Monira Al Qadiri, Pharan studio’s library section, Jeddah.
Monira Al Qadiri, Pharan studio’s library section, Jeddah.

 

In 2005, an erotic novel written in email form called Girls of Riyadh by Rajaa Al-Sanea spurred an entire generation of Saudi erotic writers, to a point that over time Saudi sex literature has been deemed 'tyrannical' by other literary peers in the region.[5] Of course, the novel was immediately banned on release and so were its many successors, but the ban didn't stop it from spreading like wild fire on the Internet and sales of it on the black market exploded. The titillating details of girls just simply discussing their intimate lives in a contemporary manner was shocking and somewhat revolutionary.[6] With literature and poetry being the most traditional and advanced method of artistic expression in this part of the world, the novel caused serpentine ripple effects. Secret book clubs (both off and online) began to emerge in many cities around the country, and some even allowed both genders to participate.[7] 'Art is contributing to – if not leading – the reform process that we are going through now in Saudi Arabia,' said Abdo Khal, another controversial but celebrated writer.[8] Indeed, the government has also begun to reign in on the book clubs, but the culture has become too widespread to comprehensively contain.[9]

 

With the advent of YouTube, cheap video production and the digital-native millennial generation under the age of 30 – who compose 60 per cent of the country's population – the medium of choice quickly evolved from the written word to film and video making.[10] Saudi Arabia has the highest Internet penetration per capita in the world, so it was only a matter of time until Saudis took things into their own hands to film the stories that were important to them.

 

My first personal encounter with a Saudi film 'institution' of sorts was back in 2008, when I attended the first Gulf Film Festival in Dubai. I met a group of young Saudi filmmakers from Riyadh who called themselves Talashi (literally: 'Fading Out').[11] To my surprise, they were making films that tackled extremely daring subjects, from forced gender roles, to religious hypocrisy, suicide, and even rape. They were not being provocative for the sake of provocation, but wanted to show the tangible realities that they faced in their daily lives. Despite the rudimentary style of their films, and the obvious zero budget production value, their works portrayed a razor sharp reflection of their often dismal surroundings. As a result, it was only natural to hear that most of their films had never been shown in public in Saudi Arabia except in private screenings at friends' homes or apartments (cinemas have been banned in the country since the early 1980s). For example, a short by Mohammad Al-Khalif called According to Local Time (2008) depicted the frustration of a young Saudi man trying to find something to eat during prayer time to no avail. The film abruptly ends with the sound of the call to prayer and a credit sequence that stopped every time the prayer was recited. Needless to say, poking fun at religion this openly was not something one was used to seeing in the Gulf. It blew my mind to discover how these spunky young people basically didn't give a damn about what could very conceivably happen to them because of this daring attitude. 'Do you know what hell is? Well our life in Riyadh, it's a little worse than that,' I remember one of them telling me laughingly. It wasn't a surprise that much of their work was satirical because in such a heavily regulated environment comedy can present itself as a powerful weapon of choice. The audience will laugh and not take your statements at face value, so you can get away with integrating serious socio-political issues into the scenario and people will unsuspectingly embrace your message with open arms.

 

Monira Al Qadiri, A swimming pool as a discursive platform, Jeddah.
Monira Al Qadiri, A swimming pool as a discursive platform, Jeddah.

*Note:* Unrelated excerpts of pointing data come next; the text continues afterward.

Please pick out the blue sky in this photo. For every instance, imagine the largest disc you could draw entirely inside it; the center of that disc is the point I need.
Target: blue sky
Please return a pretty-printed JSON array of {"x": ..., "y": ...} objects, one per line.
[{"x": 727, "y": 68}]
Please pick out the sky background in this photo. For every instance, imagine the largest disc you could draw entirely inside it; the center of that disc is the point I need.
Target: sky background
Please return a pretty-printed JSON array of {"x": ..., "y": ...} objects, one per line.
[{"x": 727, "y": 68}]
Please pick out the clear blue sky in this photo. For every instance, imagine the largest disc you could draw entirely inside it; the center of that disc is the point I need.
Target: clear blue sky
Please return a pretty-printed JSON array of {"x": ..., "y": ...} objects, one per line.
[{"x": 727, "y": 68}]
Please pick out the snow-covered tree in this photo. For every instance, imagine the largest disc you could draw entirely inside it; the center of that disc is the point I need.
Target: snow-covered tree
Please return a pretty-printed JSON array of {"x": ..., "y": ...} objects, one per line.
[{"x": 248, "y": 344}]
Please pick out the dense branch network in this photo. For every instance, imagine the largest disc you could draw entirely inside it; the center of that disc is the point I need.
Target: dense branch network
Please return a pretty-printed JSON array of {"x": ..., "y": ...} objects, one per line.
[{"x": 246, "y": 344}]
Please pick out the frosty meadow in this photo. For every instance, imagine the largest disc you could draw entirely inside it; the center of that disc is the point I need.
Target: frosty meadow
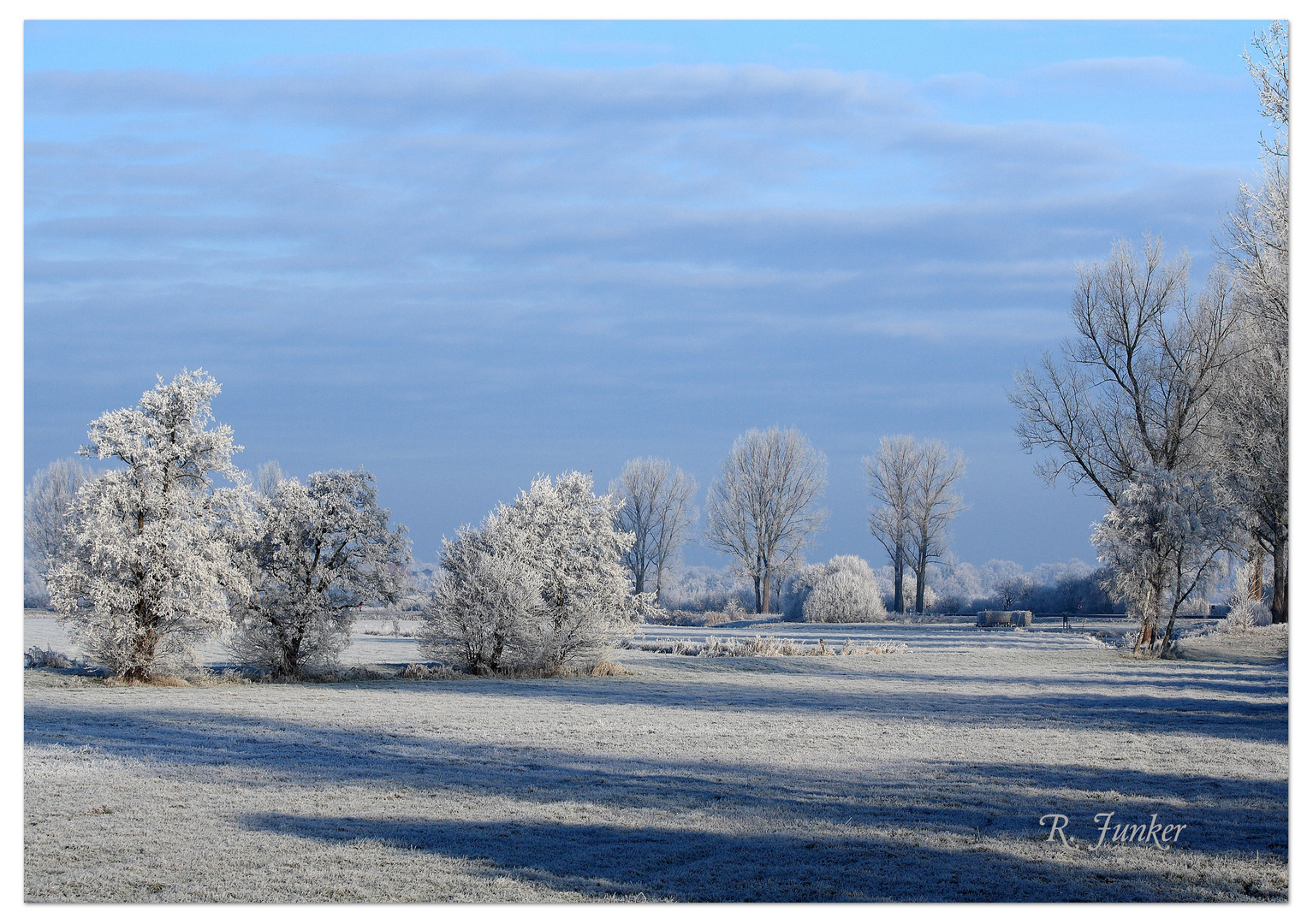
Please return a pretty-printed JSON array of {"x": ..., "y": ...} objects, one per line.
[{"x": 242, "y": 686}]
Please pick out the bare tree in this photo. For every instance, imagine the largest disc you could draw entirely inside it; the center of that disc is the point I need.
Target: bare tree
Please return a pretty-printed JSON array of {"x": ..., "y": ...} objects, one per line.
[
  {"x": 934, "y": 506},
  {"x": 1252, "y": 411},
  {"x": 268, "y": 477},
  {"x": 657, "y": 508},
  {"x": 761, "y": 508},
  {"x": 889, "y": 481},
  {"x": 1133, "y": 388}
]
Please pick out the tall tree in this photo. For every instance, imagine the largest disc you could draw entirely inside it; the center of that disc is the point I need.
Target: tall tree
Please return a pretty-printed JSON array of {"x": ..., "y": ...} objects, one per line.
[
  {"x": 1252, "y": 411},
  {"x": 322, "y": 550},
  {"x": 935, "y": 503},
  {"x": 657, "y": 510},
  {"x": 890, "y": 475},
  {"x": 149, "y": 564},
  {"x": 1162, "y": 542},
  {"x": 763, "y": 506},
  {"x": 1133, "y": 388}
]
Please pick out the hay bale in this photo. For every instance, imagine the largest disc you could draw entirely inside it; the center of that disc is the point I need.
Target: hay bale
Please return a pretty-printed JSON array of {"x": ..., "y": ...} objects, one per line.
[{"x": 1006, "y": 617}]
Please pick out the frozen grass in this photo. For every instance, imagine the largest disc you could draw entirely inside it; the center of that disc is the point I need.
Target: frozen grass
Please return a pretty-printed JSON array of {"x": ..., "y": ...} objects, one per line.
[
  {"x": 759, "y": 646},
  {"x": 915, "y": 777}
]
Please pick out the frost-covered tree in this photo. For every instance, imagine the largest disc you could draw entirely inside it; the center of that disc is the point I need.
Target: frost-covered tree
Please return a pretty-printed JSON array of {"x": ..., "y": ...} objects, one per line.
[
  {"x": 890, "y": 476},
  {"x": 657, "y": 508},
  {"x": 540, "y": 584},
  {"x": 1162, "y": 542},
  {"x": 1133, "y": 388},
  {"x": 148, "y": 569},
  {"x": 763, "y": 506},
  {"x": 842, "y": 589},
  {"x": 934, "y": 506},
  {"x": 46, "y": 505},
  {"x": 322, "y": 550},
  {"x": 1012, "y": 591},
  {"x": 485, "y": 602}
]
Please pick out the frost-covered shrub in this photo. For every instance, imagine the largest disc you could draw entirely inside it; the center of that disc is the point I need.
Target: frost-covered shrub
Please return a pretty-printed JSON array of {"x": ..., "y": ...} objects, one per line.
[
  {"x": 842, "y": 589},
  {"x": 845, "y": 596},
  {"x": 734, "y": 611},
  {"x": 46, "y": 658},
  {"x": 540, "y": 584},
  {"x": 1245, "y": 616},
  {"x": 319, "y": 552}
]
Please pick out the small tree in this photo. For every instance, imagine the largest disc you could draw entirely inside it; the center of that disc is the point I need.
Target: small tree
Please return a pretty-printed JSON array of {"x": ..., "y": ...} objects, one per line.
[
  {"x": 761, "y": 508},
  {"x": 890, "y": 477},
  {"x": 932, "y": 508},
  {"x": 1162, "y": 542},
  {"x": 46, "y": 505},
  {"x": 843, "y": 589},
  {"x": 323, "y": 550},
  {"x": 148, "y": 567},
  {"x": 657, "y": 510},
  {"x": 1012, "y": 591},
  {"x": 485, "y": 601}
]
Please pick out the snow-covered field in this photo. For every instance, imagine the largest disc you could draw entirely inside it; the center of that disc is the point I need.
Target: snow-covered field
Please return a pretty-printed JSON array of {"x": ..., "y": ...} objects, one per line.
[{"x": 914, "y": 775}]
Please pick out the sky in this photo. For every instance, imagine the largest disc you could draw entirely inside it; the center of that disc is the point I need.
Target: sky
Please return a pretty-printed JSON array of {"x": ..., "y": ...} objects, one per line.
[{"x": 461, "y": 254}]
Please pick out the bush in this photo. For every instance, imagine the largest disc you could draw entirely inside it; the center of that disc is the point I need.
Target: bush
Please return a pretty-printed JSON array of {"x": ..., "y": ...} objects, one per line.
[
  {"x": 1245, "y": 616},
  {"x": 843, "y": 589},
  {"x": 538, "y": 586}
]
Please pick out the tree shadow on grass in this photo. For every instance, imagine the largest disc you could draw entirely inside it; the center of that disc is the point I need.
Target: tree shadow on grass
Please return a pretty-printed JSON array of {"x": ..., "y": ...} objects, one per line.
[
  {"x": 694, "y": 866},
  {"x": 984, "y": 797}
]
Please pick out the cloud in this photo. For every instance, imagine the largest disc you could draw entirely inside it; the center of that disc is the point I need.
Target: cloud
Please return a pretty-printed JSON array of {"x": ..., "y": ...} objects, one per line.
[
  {"x": 1135, "y": 74},
  {"x": 416, "y": 258}
]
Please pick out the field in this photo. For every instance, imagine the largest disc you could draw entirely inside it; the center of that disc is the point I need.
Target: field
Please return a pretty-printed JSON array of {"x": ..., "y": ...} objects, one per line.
[{"x": 917, "y": 775}]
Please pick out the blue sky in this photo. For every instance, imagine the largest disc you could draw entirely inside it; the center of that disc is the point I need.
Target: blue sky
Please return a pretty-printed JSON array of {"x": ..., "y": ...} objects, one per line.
[{"x": 460, "y": 254}]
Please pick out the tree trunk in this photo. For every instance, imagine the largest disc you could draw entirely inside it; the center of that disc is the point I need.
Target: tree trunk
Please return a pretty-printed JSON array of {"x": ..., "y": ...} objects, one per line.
[
  {"x": 1257, "y": 564},
  {"x": 898, "y": 579},
  {"x": 920, "y": 583},
  {"x": 1280, "y": 589}
]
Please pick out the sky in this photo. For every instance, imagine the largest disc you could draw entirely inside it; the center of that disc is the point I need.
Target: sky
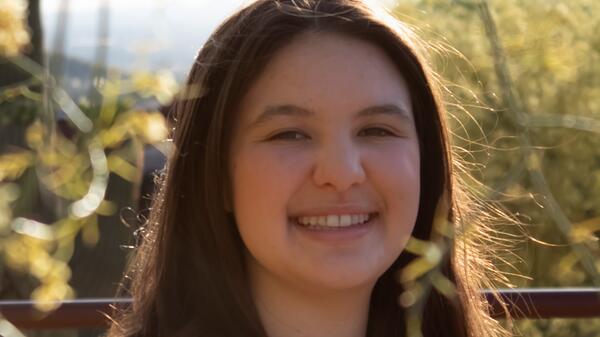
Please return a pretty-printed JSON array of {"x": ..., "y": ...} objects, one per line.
[{"x": 143, "y": 34}]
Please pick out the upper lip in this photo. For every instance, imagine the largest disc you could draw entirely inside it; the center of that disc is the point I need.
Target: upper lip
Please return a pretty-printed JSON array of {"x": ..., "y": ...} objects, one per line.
[{"x": 334, "y": 210}]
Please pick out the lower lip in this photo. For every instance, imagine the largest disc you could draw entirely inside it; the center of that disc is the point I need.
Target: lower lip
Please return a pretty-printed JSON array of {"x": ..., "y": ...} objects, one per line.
[{"x": 338, "y": 234}]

When his novel Shaghab (Riot, 2010) was banned by the authorities in late 2010 - first mainly for its title in light of the Arab uprisings at the time – writer Faisal Al-Amer teamed up with his animator friend Malek Nejer to create the satirical animated series called Masameer(Nails).[12] Faisal had just left his job writing for the local newspaper in Riyadh because of censorship problems, and Malek wanted to create a cartoon series that dealt with distinctly Saudi issues. Faisal incorporated sections of Shaghab into the episodes' script, which, when cloaked in cartoonish satirical garb, seemed harmless to the general populace watching it. 'We chose the Internet as the site to launch the series because it is a place where freedom runs wild, the censor sleeps, and this nagging question was dangling in front of our eyes: when was the last time any of us sat in front of a TV set?' The two worked tirelessly for months on this entirely self-funded operation, until they had exhausted themselves to a point that they felt that 'an elephant was peeling the skin off of our skulls', Al-Amer fondly describes. After their first episode was uploaded online, they were instantly showered with a wave of reactions from the public – both positive and negative – and the series became an overnight sensation.

 

I remember one of those early episodes entitled Animal (2012) which really read more like a philosophical manifesto than a funny cartoon.[13] It was about the hubris of humanity in relation to the natural world, and even referenced Darwin's theory of evolution, which should have raised a few eyebrows within such a rigidly religious community, but the colourful animated characters perfectly masked these politically incorrect concepts. Royalty, bureaucracy, corruption, boredom, drugs, religious zeal, geopolitical conflicts, cronyism and elitism are but a few of the radical topics Masameer has touched upon over the years. Today Masameer has millions of fans and viewers across the country and beyond, and the two have since co-founded a production company called Myrkott, which is housed in a large building in central Riyadh.[14] The cartoon also boasts many corporate sponsors, so it is in fact a businessin every sense of the word.

 

And this is an important point to consider when speaking of cultural initiatives and institutionalization of the arts in Saudi Arabia. If one is not a member of the royal family, or has no governmental blessing to create an arts initiative per se, or wants to actively remain outside the official authority's sphere of influence, how does one go about creating a grass-roots independent institution? Does the framework of a physical four-walled space with staff and a program apply in this environment, or does one have to become more imaginative and flexible, honing the skills to shift and bend whenever deemed necessary? Can the definition of institution be stretched to the point of just being perceived as a group of like-minded individuals who communicate their ideas either publicly or privately using any means available to them?

 

Here, one can imagine that there are two quick solutions at hand: either keep your activities forever concealed in underground circles or establish a corporation. Indeed, within the hyper-capitalist environment that the Gulf is founded on, 'going corporate' seems like the logical outcome of any successful project, artistic or otherwise. Corporatism and the private sector are one of the 'freest' domains one can occupy publicly, without being subjugated to endless red tape by officialdom. Running a business is less risky and more openly accepted than trying to open and run an independent art space. So Faisal and Malek's decision to create a company out of their initiative is not an uncommon occurrence, and one has to consider these creative 'companies' as institutional attempts in their own right.

 

Monira Al Qadiri, A still from Masameer, ‘The Last Call’ episode (2015).
Monira Al Qadiri, A still from Masameer, ‘The Last Call’ episode (2015).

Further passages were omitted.